Lenovo W530 Battery Upgrade

Not just washing green

So the battery of my almost brand new (ok it is from 2012) Lenovo W530 lasted about 2 minutes when not plugged into mains power. Since the laptop is still OK I bought a replacement battery that fitted fine but the laptop greeted me with the following BIOS message.


Of course that is purely to protect me, because nobody else can make batteries like Lenovo. It has of course nothing to do with the fact that 3rd party batteries cost about 40euro and the Lenovo way over 100euro. And even if I would want to pay it, they are not available anymore.

Breaking things Open

So returned the replacement battery and broke open the old Lenovo battery pack. Since they simply use 18650 cells I got 9 and started rebuilding the battery pack. Of course doing something like this is nicely prevented in more modern laptops by using custom LiPo packs that are glued in such a way that it is simply dangerous to get them out.


After breaking it open I of course broke several plastic taps and a tiny spring jumped onto the floor trying to hide from me. After quickly drawing down a schematic on how everything was connected I heated up the soldering iron.


The battery pack consists of 3 cells in parallel and 3 in series. So first I made sets of 3 cells that I soldered together with some thin copper strips (after the fact it might have been better to have used thinner copper strips). One very important thing was the royal use of kapton tape, since on the positive side of the cells the copper strips cross the negative housing of the cell. And copper is a very good heat conductor and when soldering the strips to the cell there is a high risk of melting the plastic of the cell and causing a short circuit. To prevent that the heat resistent kapton tape was used.


After 3 packs of 3 cells were made, they were combined to a single pack of 9 cell.


And the BMS was connected again, here I wished I would have used a bit thinner copper. It was tricky to bend the copper strips in such a way that the BMS ended up in the right position and orientation.


But in the end it fitted in the original housing (after e bit of Dremel action).


And since I broke of several taps that hold the battery case closed, there was some tape needed to fix that problem. Even if it is a tight fit, it works fine. The laptop has about 4 hours of run time again, instead of the 4 seconds that it had on the original batteries.

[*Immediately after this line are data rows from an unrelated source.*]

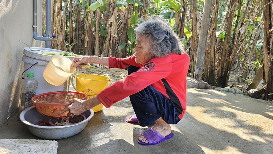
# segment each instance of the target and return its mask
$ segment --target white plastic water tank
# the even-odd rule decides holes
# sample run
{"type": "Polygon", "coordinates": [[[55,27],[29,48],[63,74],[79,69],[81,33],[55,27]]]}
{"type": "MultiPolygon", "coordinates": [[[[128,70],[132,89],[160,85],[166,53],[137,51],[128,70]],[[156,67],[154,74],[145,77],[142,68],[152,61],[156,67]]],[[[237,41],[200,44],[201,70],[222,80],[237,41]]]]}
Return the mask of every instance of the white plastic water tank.
{"type": "MultiPolygon", "coordinates": [[[[36,62],[38,62],[38,63],[24,73],[24,77],[26,77],[28,73],[32,72],[34,73],[34,78],[37,80],[38,83],[36,95],[53,91],[66,91],[66,82],[62,85],[55,86],[49,83],[44,78],[43,73],[50,60],[52,56],[41,53],[40,52],[64,52],[61,50],[44,48],[32,47],[25,48],[23,52],[24,55],[22,58],[22,61],[24,62],[24,70],[29,68],[36,62]]],[[[71,60],[74,58],[74,57],[72,56],[67,56],[67,57],[71,60]]],[[[69,85],[70,84],[69,83],[68,83],[69,85]]]]}

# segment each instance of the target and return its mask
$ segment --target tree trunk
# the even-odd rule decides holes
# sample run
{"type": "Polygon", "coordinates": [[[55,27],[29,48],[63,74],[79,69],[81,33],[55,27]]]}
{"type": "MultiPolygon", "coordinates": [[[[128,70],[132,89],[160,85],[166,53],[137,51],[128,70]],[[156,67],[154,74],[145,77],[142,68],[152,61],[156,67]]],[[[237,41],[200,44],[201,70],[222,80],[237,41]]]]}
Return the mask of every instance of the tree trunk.
{"type": "Polygon", "coordinates": [[[189,48],[190,50],[189,56],[190,58],[190,64],[191,65],[191,77],[193,77],[194,70],[195,68],[195,62],[196,61],[196,55],[197,54],[197,32],[196,31],[196,25],[197,22],[197,16],[196,14],[196,12],[197,11],[197,8],[196,6],[197,0],[192,0],[191,1],[190,6],[191,9],[190,9],[191,15],[191,18],[192,19],[192,22],[191,26],[192,29],[192,35],[190,38],[190,46],[189,48]]]}
{"type": "MultiPolygon", "coordinates": [[[[115,40],[117,39],[117,25],[116,20],[118,15],[119,14],[118,8],[116,6],[114,2],[110,5],[110,14],[112,15],[111,18],[108,20],[108,24],[106,26],[107,31],[107,35],[106,40],[105,49],[102,53],[102,57],[109,57],[112,56],[112,44],[115,43],[115,40]]],[[[115,50],[115,48],[113,49],[115,50]]]]}
{"type": "Polygon", "coordinates": [[[265,84],[267,84],[265,97],[273,100],[273,15],[272,3],[270,0],[264,0],[264,75],[265,84]]]}
{"type": "Polygon", "coordinates": [[[100,7],[96,10],[96,29],[95,31],[95,55],[100,55],[100,36],[99,35],[99,29],[100,28],[100,7]]]}
{"type": "Polygon", "coordinates": [[[180,9],[178,12],[177,12],[175,18],[175,22],[177,27],[177,33],[180,38],[183,38],[184,35],[185,21],[186,20],[186,15],[188,11],[187,1],[186,0],[181,1],[180,9]],[[181,14],[182,15],[180,15],[181,14]]]}
{"type": "Polygon", "coordinates": [[[222,27],[221,28],[221,30],[225,31],[227,34],[225,37],[224,40],[218,38],[216,44],[215,59],[217,60],[216,62],[215,74],[216,85],[222,87],[226,86],[227,71],[226,65],[232,27],[230,25],[232,25],[233,18],[236,15],[237,5],[236,0],[230,0],[228,2],[226,11],[226,14],[222,23],[222,27]]]}
{"type": "Polygon", "coordinates": [[[196,64],[194,70],[194,79],[198,81],[202,81],[203,66],[206,52],[206,44],[208,36],[208,32],[210,26],[210,12],[212,5],[212,1],[205,0],[204,6],[203,18],[199,35],[199,42],[197,48],[196,64]]]}
{"type": "Polygon", "coordinates": [[[219,0],[213,1],[214,7],[212,9],[213,10],[212,15],[212,21],[210,30],[209,31],[209,36],[208,37],[210,38],[209,42],[210,45],[208,48],[209,49],[209,52],[207,54],[207,58],[205,64],[206,64],[206,71],[205,72],[205,77],[204,81],[208,84],[213,86],[215,85],[215,78],[214,77],[215,61],[215,44],[216,41],[216,32],[217,31],[217,23],[218,21],[217,18],[219,8],[219,0]]]}

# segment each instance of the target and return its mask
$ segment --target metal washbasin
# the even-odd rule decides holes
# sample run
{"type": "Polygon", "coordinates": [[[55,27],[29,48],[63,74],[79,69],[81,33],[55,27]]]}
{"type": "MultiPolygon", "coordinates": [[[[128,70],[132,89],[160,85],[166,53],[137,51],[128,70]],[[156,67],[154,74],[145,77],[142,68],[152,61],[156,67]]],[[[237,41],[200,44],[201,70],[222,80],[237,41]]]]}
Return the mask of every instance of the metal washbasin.
{"type": "Polygon", "coordinates": [[[94,112],[92,109],[81,114],[86,119],[79,123],[71,125],[59,126],[42,126],[35,125],[40,120],[48,122],[50,117],[44,115],[39,113],[35,106],[25,110],[20,114],[20,119],[26,125],[30,131],[41,138],[56,139],[66,138],[75,135],[83,130],[86,126],[88,121],[93,117],[94,112]]]}

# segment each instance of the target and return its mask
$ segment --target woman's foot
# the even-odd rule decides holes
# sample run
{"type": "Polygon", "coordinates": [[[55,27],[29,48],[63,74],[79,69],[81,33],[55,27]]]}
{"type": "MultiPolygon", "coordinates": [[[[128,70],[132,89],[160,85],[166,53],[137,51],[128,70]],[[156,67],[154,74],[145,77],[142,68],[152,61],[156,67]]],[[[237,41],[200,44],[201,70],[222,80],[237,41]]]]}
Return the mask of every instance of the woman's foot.
{"type": "Polygon", "coordinates": [[[128,118],[125,119],[125,121],[129,123],[134,123],[138,122],[136,114],[133,114],[130,116],[128,118]]]}
{"type": "MultiPolygon", "coordinates": [[[[166,123],[162,119],[162,117],[156,120],[156,122],[157,123],[153,129],[159,133],[162,136],[165,137],[172,132],[172,129],[170,125],[166,123]]],[[[141,136],[138,138],[138,139],[142,142],[146,143],[149,143],[148,139],[145,135],[141,136]]]]}
{"type": "Polygon", "coordinates": [[[131,116],[129,117],[129,118],[128,118],[128,120],[127,120],[127,121],[128,121],[129,122],[132,122],[132,120],[133,117],[132,117],[132,116],[131,115],[131,116]]]}

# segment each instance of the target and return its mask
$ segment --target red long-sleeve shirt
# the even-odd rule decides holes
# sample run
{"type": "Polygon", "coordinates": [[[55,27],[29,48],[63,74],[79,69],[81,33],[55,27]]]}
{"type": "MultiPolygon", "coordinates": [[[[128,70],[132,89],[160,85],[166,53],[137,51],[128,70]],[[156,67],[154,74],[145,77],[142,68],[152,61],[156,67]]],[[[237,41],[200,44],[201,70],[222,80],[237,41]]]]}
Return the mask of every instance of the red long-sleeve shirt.
{"type": "Polygon", "coordinates": [[[172,100],[181,119],[186,110],[188,54],[184,51],[181,55],[171,53],[166,57],[154,58],[145,64],[137,64],[135,59],[134,55],[125,58],[109,58],[109,68],[122,69],[132,65],[140,69],[102,90],[97,95],[99,99],[109,108],[151,85],[172,100]]]}

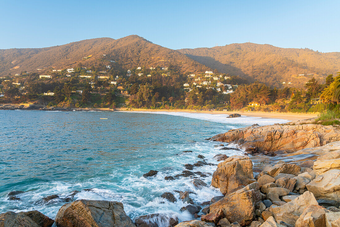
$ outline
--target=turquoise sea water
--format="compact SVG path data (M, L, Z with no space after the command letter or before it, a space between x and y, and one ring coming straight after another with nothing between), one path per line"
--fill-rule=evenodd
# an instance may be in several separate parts
M172 181L185 170L186 163L201 160L217 163L220 143L204 140L233 128L257 123L284 120L225 115L186 113L0 111L0 213L37 210L54 218L65 202L62 198L74 190L80 199L123 202L131 217L154 213L177 216L180 221L192 219L179 200L169 202L164 192L189 190L201 203L221 195L215 189L195 189L189 178ZM101 119L101 118L107 118ZM225 144L225 145L227 145ZM232 147L233 145L228 145ZM183 153L190 150L191 153ZM212 174L216 166L197 167L193 172ZM142 175L159 171L155 177ZM208 185L211 176L201 178ZM84 189L92 189L90 191ZM19 200L9 200L7 193L24 191ZM174 193L178 198L178 193ZM44 202L44 196L61 198Z

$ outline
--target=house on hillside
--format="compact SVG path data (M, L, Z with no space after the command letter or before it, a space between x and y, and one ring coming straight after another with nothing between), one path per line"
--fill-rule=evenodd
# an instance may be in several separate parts
M248 106L250 107L259 107L261 105L258 102L253 101L248 103Z

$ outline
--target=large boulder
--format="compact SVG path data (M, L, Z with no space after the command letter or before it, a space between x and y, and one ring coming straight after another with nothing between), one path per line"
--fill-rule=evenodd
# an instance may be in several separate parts
M213 175L211 185L220 189L222 194L226 195L255 181L253 163L249 158L233 156L217 165Z
M339 141L340 130L332 126L309 124L251 126L230 130L210 140L227 143L237 141L245 147L257 147L260 151L292 153Z
M0 214L1 227L51 227L54 221L37 210Z
M255 182L227 195L210 205L210 212L216 213L221 209L231 223L249 225L255 218L255 205L261 199L259 189L258 183Z
M271 207L269 211L272 212L274 217L277 214L289 213L299 216L308 206L310 205L319 205L313 193L307 191L302 195L290 202L279 207Z
M295 175L300 172L301 167L295 164L276 164L273 166L267 165L263 168L263 171L266 172L268 175L274 177L280 173Z
M296 220L295 227L326 226L326 213L328 211L318 205L311 205L305 209Z
M317 177L306 185L318 199L340 200L340 169L332 169Z
M152 214L139 216L133 221L137 227L172 227L178 224L178 218L175 215Z
M64 205L55 217L58 227L135 227L123 204L80 199Z
M211 224L198 220L192 220L181 222L175 227L211 227Z

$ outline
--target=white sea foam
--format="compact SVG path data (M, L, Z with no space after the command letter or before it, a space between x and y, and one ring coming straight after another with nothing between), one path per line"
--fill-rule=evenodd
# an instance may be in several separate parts
M276 123L286 123L290 121L283 119L265 118L259 117L248 117L242 116L240 117L227 118L226 114L213 114L203 113L186 113L185 112L167 112L166 111L122 111L127 113L146 113L166 114L185 117L193 118L214 122L226 124L237 124L245 125L257 124L260 125L272 125Z

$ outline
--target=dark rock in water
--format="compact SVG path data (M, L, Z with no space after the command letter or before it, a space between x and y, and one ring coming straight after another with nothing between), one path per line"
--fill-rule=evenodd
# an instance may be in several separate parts
M220 150L241 150L240 149L238 148L235 148L235 147L222 147L222 148L220 149Z
M48 196L44 197L42 198L42 200L45 202L48 202L50 200L59 197L59 196L57 195L49 195Z
M239 117L241 116L241 114L233 114L230 115L226 118L234 118L234 117Z
M194 172L194 173L196 175L199 175L201 176L201 177L206 177L208 176L208 175L207 174L205 174L202 172L200 172L200 171L197 171L197 172Z
M0 214L0 226L4 227L51 227L54 221L37 210Z
M55 224L58 227L135 227L122 203L86 199L64 205L57 214Z
M139 216L133 221L137 227L173 227L178 224L178 218L165 214L153 214Z
M190 214L193 215L199 212L201 208L198 205L188 205L182 208L180 210L181 212L183 212L184 210L187 211Z
M253 147L252 146L247 146L247 147L245 148L245 149L244 151L249 154L253 154L254 153L256 153L257 152L257 150L258 148L257 148L257 147Z
M317 200L320 206L325 207L338 207L340 202L335 200L326 200L326 199L318 199Z
M187 169L189 170L192 170L193 169L193 166L191 164L185 164L184 165L184 167Z
M210 206L207 206L206 207L203 208L202 209L202 213L204 214L208 214L209 213L209 212L210 211Z
M10 196L10 197L8 198L8 200L19 200L20 198L19 197L17 197L15 196L12 195L11 196Z
M223 199L224 197L223 195L221 195L220 196L215 196L215 197L213 197L211 200L210 200L210 202L211 204L213 204L214 202L216 202L219 200Z
M171 192L164 192L162 194L160 197L166 199L171 202L174 202L177 201L176 198L175 198L175 196L174 196L173 194Z
M195 175L195 174L194 174L194 173L192 173L191 171L189 171L188 170L184 170L184 171L182 171L182 173L183 173L180 175L185 177L187 177L189 176L194 176Z
M175 178L174 178L172 176L168 176L164 177L164 179L167 180L174 180Z
M8 192L8 194L7 194L7 195L9 196L11 196L13 195L17 195L18 194L23 193L24 192L23 191L14 191L12 192Z
M69 195L68 196L69 196L72 195L73 196L75 195L76 194L78 194L79 192L80 192L79 191L77 191L76 190L75 190L73 192L71 192L71 194L70 195Z
M149 177L152 177L155 176L157 173L158 171L156 170L150 170L148 173L143 174L143 176L146 178Z
M93 192L93 189L84 189L83 191L85 192Z
M201 179L194 179L191 181L194 187L199 189L207 186L207 184Z
M265 199L263 200L263 204L266 206L266 207L270 207L270 206L273 205L273 203L269 199Z

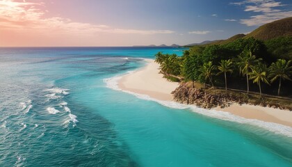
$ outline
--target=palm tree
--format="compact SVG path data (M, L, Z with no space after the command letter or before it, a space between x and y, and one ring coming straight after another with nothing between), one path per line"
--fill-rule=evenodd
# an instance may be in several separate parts
M292 81L289 78L289 75L292 74L292 61L288 62L284 59L279 59L275 63L273 63L270 66L270 74L268 77L270 78L270 81L274 82L279 78L279 88L278 96L280 93L282 80L288 79Z
M232 73L232 61L230 59L228 61L221 60L221 62L219 63L219 64L220 65L218 66L218 68L220 72L217 74L220 74L224 72L224 77L225 78L225 90L227 90L227 79L226 78L226 73Z
M211 61L204 63L203 66L202 66L202 67L200 69L200 71L202 72L201 75L204 76L206 80L209 79L211 84L212 84L212 86L214 86L212 82L212 75L213 75L214 70L215 66L212 65Z
M253 65L258 63L261 59L257 59L256 56L252 54L248 50L244 50L237 58L237 65L239 66L239 72L243 76L246 76L246 83L248 86L248 93L250 91L248 83L248 75L250 70L252 70Z
M161 51L159 51L156 54L155 54L155 62L161 65L162 63L165 61L165 56L162 54Z
M252 68L252 72L250 72L250 79L253 80L253 83L257 83L259 87L259 95L261 97L261 81L270 84L266 77L268 68L266 65L259 63L258 65Z
M169 76L172 71L172 61L169 54L164 55L163 61L161 64L161 71L166 75Z

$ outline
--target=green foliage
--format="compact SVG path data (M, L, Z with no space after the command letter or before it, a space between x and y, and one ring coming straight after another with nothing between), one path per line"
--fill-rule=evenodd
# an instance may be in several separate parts
M268 77L271 82L275 81L279 79L278 95L280 93L282 80L288 79L292 81L290 76L292 75L292 61L279 59L275 63L273 63L270 67L270 74Z
M201 72L201 76L204 77L205 82L209 79L210 83L213 86L213 84L212 81L212 76L214 75L214 71L216 69L216 66L213 65L211 61L209 61L207 63L204 63L203 66L199 70Z
M179 82L181 80L179 79L172 77L172 76L165 76L165 77L167 79L170 80L170 81L173 82Z
M257 65L254 66L252 72L249 73L250 79L253 83L257 83L259 88L259 94L261 96L261 82L270 84L267 77L267 67L265 64L259 63Z
M200 57L197 56L186 56L183 62L182 75L186 81L202 81L200 77L200 72L198 69L202 64Z
M219 70L219 72L217 74L220 74L224 73L224 77L225 79L225 90L227 90L227 79L226 77L226 73L230 72L232 73L232 60L229 59L226 60L221 60L221 62L219 63L220 65L218 66L218 69Z
M155 62L160 64L161 72L165 74L177 76L181 74L182 58L177 55L158 52L155 57Z
M220 65L218 66L219 72L218 74L222 74L223 72L230 72L232 73L232 60L221 60L221 62L219 63Z

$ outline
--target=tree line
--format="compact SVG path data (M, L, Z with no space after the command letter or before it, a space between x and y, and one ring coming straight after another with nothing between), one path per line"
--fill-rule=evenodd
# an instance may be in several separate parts
M268 42L270 46L271 42ZM275 42L275 39L273 42ZM227 45L192 47L184 51L182 56L159 52L155 55L155 61L160 64L161 70L165 76L191 81L193 87L194 81L204 84L205 87L206 84L211 86L222 85L220 81L223 78L227 90L227 78L241 84L238 78L245 77L248 93L250 80L258 85L261 96L263 84L270 86L277 81L277 95L280 95L283 81L292 81L292 61L281 56L276 59L277 55L270 56L272 54L268 50L269 47L263 42L250 38Z

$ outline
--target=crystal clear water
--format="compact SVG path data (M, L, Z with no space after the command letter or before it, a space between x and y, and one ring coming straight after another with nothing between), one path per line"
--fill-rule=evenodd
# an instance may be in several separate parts
M292 166L289 127L115 90L159 51L0 48L0 166Z

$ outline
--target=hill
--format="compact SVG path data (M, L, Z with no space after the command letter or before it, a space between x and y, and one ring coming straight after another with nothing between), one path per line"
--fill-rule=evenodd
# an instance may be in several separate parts
M214 41L213 42L209 43L208 45L223 45L223 44L227 44L229 42L234 42L234 40L237 40L237 39L240 39L242 38L243 37L245 37L245 35L244 35L243 33L240 33L240 34L237 34L235 35L227 40L216 40Z
M244 38L253 37L258 40L268 40L280 36L289 35L292 35L292 17L261 26Z
M261 40L269 40L275 38L292 36L292 17L266 24L254 30L252 32L245 35L243 33L235 35L227 40L213 41L204 41L201 43L187 45L187 47L196 45L224 45L235 41L240 38L253 37Z
M217 42L217 41L218 41L218 40L205 40L205 41L203 41L200 43L188 44L188 45L185 45L185 47L193 47L193 46L197 46L197 45L207 45L207 44L209 44L209 43L215 42Z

Well was it worth it, hell no, the amount of time that I spend on it would almost have paid for a new laptop. Next time I would have done it differently, I would have kept the new battery, and just swapped the BMS. But in the end it was a fun exercise. At least I did something for the environment by not simply throwing, something that still works, away because some company wants to make more money.

Of course the next green washing company, Microsoft, already informed me that next year the laptop is junk because it can not run Windows 11, a 8 core cpu with 16GByte RAM is not good enough for that OS.


Do not try this at home kids. Those batteries pack a lot of energy in a small space, and when you release that energy, by for example a short circuit, you have a serious risk of fire. And even though 18650 cells have a relatively robust construction, if you happen to pierce them they catch fire, and that fire is very hard to put out.

Also, no, I do not offer this as a service. The liability would just be way to high, and with my hourly rate it is also simply not economical.